In January 2021, the Government of Mozambique, through the Mozambican Tax Authority, introduced the In-Transit Electronic Sealing and Cargo Tracking System (SEERC), commonly known as electronic sealing, to eliminate the diversion to the domestic market of goods in transit, and provide greater security of the goods that transit through Mozambique’s national freight corridors. As a new process, it began with initial difficulties which required the joining of forces of all stakeholders to resolve outstanding issues and guarantee the systems’ full functioning. As one of the stakeholders, Cornelder is aware of the challenges that a new process like this brings and is committed to ensuring that its implementation occurs without constraints.
New process. New challenges. A new process always brings new challenges. In its first three days, SEERC, or simply electronic sealing, created authentic chaos at the Port of Beira, leading to port closure due to congestion. After articulation between the main stakeholders, the process for sealing cargo within port facilities has now stabilized.
The implementation of SEERC is the result of a Build-Operate-Transfer concession agreement signed in 2019 between the Government of Mozambique, represented by the Mozambique Tax Authority (AT), and the MECTS Consortium (Mozambique Electronic Cargo Tracking Services, SA – Consórcio CE). The concession includes both the installation and operation of the system, which will be carried out nationwide and will cover all goods under a customs transit regime, making electronic sealing and tracking of such goods mandatory.
Task-force. After three (3) days of uncertainty, the stakeholders in the process (Customs, MECTS, Cornelder, and ASOLNAMO – Association of Logistics Operators of Mozambique) gathered and defined how to maximize synergies and improve the eSeal procedures within the Port of Beira. It was agreed that only direct transit cargo leaving the Port of Beira for the hinterland countries would be sealed in this first phase. Subsequently, MECTS will position themselves at bonded warehouses so to proceed with the sealing of transit cargo found here, and in a third phase it will cover cargo in transit by rail.
The electronic seal is applied following a payment, done via the Electronic Single Window (SEW) platform. The fees have been established according to the type of cargo, as defined by Decree no 18/2020 which introduces the sealing fees for goods in transit.

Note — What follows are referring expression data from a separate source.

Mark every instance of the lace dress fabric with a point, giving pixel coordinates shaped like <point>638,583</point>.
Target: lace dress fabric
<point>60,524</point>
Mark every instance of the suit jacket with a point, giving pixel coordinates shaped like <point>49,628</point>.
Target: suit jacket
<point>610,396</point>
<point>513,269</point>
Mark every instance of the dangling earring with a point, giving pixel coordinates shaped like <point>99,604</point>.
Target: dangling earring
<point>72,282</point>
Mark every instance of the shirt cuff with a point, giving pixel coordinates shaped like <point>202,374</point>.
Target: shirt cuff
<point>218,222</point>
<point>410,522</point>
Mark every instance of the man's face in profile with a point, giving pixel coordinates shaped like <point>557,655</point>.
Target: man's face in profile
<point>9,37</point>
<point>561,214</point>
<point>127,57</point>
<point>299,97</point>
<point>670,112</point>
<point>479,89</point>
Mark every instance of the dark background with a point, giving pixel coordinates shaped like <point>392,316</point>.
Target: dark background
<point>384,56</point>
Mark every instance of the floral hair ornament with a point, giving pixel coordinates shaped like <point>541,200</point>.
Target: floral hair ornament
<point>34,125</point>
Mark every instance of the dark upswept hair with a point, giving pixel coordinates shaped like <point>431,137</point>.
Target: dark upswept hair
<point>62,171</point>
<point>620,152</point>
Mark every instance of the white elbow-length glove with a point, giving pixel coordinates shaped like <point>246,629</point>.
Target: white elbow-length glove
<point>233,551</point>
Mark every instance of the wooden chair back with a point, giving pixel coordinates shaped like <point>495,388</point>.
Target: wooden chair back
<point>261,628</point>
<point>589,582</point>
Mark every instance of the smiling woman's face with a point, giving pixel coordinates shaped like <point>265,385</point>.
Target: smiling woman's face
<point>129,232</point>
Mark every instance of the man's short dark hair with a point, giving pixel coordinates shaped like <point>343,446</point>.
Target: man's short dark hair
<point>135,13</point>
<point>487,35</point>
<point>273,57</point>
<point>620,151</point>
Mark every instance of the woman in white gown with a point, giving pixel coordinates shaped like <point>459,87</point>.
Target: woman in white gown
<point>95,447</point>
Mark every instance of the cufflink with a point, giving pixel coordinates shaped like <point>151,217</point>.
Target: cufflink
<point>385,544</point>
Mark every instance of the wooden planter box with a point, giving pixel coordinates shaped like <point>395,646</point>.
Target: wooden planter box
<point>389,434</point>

Cornelder’s management argues that electronic sealing could have started without problems if all relevant stakeholders had previously discussed how the process should go: “Electronic sealing was approved by the Government, therefore it the law. Thus we must find ways to make it work, both for local authorities, as well as for port users. The process has been well received. We are working to improve the procedures. Among improvements we need to make, we have identified the need to: (1) define new traffic flow for cargo in direct transit; (2) disseminate the new procedures to port users; (3) create dedicated parking spaces for sealing; (4) improve working conditions for MECTS personnel, including signage indicating where the sealing will take place and lighting for sealing done at night,” emphasizes Cornelder’s management.
What is SEERC? It is a system that allows electronic sealing and cargo tracking in transit, in real-time, through a GPS/GPRS system. Using state-of-the-art technologies, the system guarantees electronic sealing, tracing/monitoring, and action by the authorities in case of attempted theft/diversion or smuggling.
SEERC includes cargo sealing, monitoring during transport through a command center that operates 24 hours a day, and intervention by the Mobile Customs brigades in case of illegal acts. SEERC also allows the sealing of containerized cargo, bulk cargo, and fuel transported in tanks, both by road and by rail.
Objectives, benefits, and impact. The SEERC aims to eliminate/reduce the smuggling and embezzlement of goods in customs transit and the consequent illicit introduction in the domestic market; eliminate theft of goods, which has often been the reason for the occurrence of serious incidents causing loss of human lives, material and financial damage that affect the competitiveness of Mozambique’s transit freight corridors; provide greater protection and competitiveness to the national business community since SEERC will reduce the level of smuggling of goods that has an impact on unfair competition to the national private sector; increase the competitiveness of Mozambique as a regional transit corridor since SEERC will reduce transaction costs, risks, as well as the transit time of goods through the country.
As for the impact of SEERC on the business environment, the reduction of clearance and transit time is projected; reduction of operating costs and merchandise insurance, and the elimination of the use of tax escorts.